37 years ago, in October 1985, Jews in Frankfurt made history in the Federal Republic.

It was the first time they publicly protested against "subsidized anti-Semitism".

They occupied the stage of the Frankfurt Kammerspiel when Rainer Werner Fassbinder's play "Der Müll, die Stadt und der Tod" was to be premiered.

The criticism was directed at the main character of the play, who Fassbinder had bluntly equipped with striking anti-Semitic clichés as “the rich Jew”: a Jewish real estate speculator, unscrupulous, insidious, sex-obsessed, greedy for power.

Fassbinder reproduced one of the most influential and long-lasting prejudices against Jews.

The theater director meant Ignatz Bubis, later President of the Central Council of Jews, many said at the time.

We remembered the debate, which neither of us personally experienced, when anti-Semitism was again accused of anti-Semitism against a play, "Birds" by the Lebanese-Canadian director Wajdi Mouawad.

It is about several generations of a Jewish family who meet in Israel and the relationship between a Jew and a Muslim woman who have to fight for their love.

The trigger for the current debate was a public letter from the Jewish Student Union in Germany and the Association of Jewish Students in Bavaria, in which the students accused the play of anti-Semitism.

In Israel, the performance was praised

After mediation efforts ultimately failed, the affected metropolitan theater recently announced that it was taking the play off the schedule.

However, the similarity between the two theater scandals is deceptive.

While Fassbinder consciously relied on anti-Semitic stereotypes, the current allegations against “birds” are on shaky ground.

"Vögel" has been performed hundreds of times since its Paris premiere in 2017, and the play has also been shown on more than twenty stages in German-speaking countries.

Even in Israel, "Birds" was widely acclaimed by critics and audiences alike when it premiered at Tel Aviv's renowned Cameri Theater in 2018.

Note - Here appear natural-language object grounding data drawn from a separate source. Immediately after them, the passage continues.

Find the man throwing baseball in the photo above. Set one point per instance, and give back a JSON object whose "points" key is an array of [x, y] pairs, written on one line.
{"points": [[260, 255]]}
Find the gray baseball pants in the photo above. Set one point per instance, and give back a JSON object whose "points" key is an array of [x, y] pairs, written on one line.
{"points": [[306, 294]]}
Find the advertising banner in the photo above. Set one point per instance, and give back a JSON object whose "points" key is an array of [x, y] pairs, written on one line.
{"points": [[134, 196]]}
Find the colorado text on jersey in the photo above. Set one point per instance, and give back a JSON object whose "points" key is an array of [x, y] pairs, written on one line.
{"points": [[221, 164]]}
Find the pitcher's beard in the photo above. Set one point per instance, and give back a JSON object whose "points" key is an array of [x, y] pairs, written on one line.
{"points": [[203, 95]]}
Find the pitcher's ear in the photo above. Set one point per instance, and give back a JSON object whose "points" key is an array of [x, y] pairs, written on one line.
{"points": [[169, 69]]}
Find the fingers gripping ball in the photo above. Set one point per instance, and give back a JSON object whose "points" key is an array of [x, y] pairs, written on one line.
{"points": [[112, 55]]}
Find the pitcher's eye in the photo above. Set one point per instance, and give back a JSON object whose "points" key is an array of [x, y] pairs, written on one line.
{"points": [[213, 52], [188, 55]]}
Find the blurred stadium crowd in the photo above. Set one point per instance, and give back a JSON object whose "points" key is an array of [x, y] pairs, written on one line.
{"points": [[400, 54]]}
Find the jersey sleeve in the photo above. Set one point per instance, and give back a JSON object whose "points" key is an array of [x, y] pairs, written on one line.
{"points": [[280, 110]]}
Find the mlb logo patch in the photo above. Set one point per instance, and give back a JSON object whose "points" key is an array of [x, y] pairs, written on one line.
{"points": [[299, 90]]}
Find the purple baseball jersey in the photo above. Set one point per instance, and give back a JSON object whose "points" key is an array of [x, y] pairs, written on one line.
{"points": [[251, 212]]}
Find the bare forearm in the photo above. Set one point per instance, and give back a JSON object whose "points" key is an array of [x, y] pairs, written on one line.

The Israeli press particularly highlighted the collaboration between Arab and Jewish-Israeli actors, the multilingualism – Arabic, Hebrew, German and English – and the author's empathy for the Jewish perspective.

The international cast participated in the writing process of the play, reports the Israeli actress Liora Rivlin.

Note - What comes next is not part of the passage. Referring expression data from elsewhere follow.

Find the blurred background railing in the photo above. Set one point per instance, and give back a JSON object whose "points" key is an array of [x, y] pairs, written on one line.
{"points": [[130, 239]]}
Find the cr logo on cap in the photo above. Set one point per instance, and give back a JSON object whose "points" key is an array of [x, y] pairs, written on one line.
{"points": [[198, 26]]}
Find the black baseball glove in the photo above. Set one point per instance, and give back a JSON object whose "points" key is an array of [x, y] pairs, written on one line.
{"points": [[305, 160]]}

"What struck me deeply was Wajdi Mouawad's attempt to understand the pain and suffering of the enemy," Eli Bijaoui said at the time.

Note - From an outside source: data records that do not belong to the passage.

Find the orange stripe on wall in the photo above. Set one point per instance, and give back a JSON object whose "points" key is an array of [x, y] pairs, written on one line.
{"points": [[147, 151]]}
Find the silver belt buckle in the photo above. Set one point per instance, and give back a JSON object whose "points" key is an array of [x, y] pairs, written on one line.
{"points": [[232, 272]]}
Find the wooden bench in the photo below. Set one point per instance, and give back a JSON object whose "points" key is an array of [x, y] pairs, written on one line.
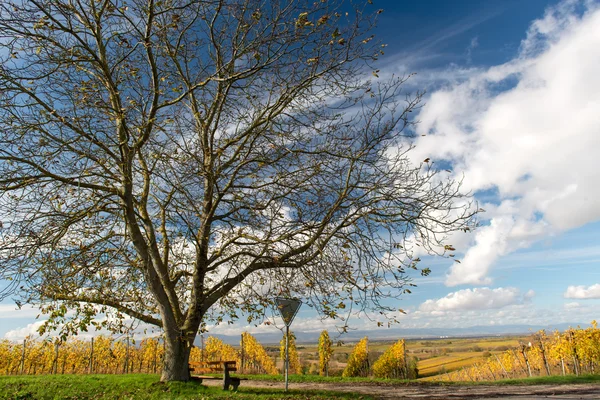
{"points": [[198, 371]]}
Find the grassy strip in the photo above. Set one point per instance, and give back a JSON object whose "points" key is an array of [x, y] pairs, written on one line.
{"points": [[325, 379], [139, 386], [539, 380]]}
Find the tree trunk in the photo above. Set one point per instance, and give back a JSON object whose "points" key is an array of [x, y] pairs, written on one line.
{"points": [[177, 357]]}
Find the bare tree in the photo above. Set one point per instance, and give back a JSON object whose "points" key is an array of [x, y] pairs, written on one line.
{"points": [[178, 161]]}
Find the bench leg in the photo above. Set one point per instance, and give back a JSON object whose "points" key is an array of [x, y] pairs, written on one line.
{"points": [[226, 379]]}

In the same report, Wajdi Mouawad said, "I love all the characters in my play.

Even the Jews, whom I learned to hate as a child.” Did everyone let themselves be dazzled by Mouawad and didn't realize how anti-Semitic is at work here – right down to the Israeli Foreign Ministry, which co-financed the production in Paris and Geneva?

Wajdi Mouawad told Haaretz that his family in Lebanon was threatened as a result of this cooperation.

The anti-Israel boycott campaign BDS also campaigned against the production and performance.

It is not without a certain irony that Jewish students of all people, in an involuntary alliance with BDS activists, now want to prevent the play.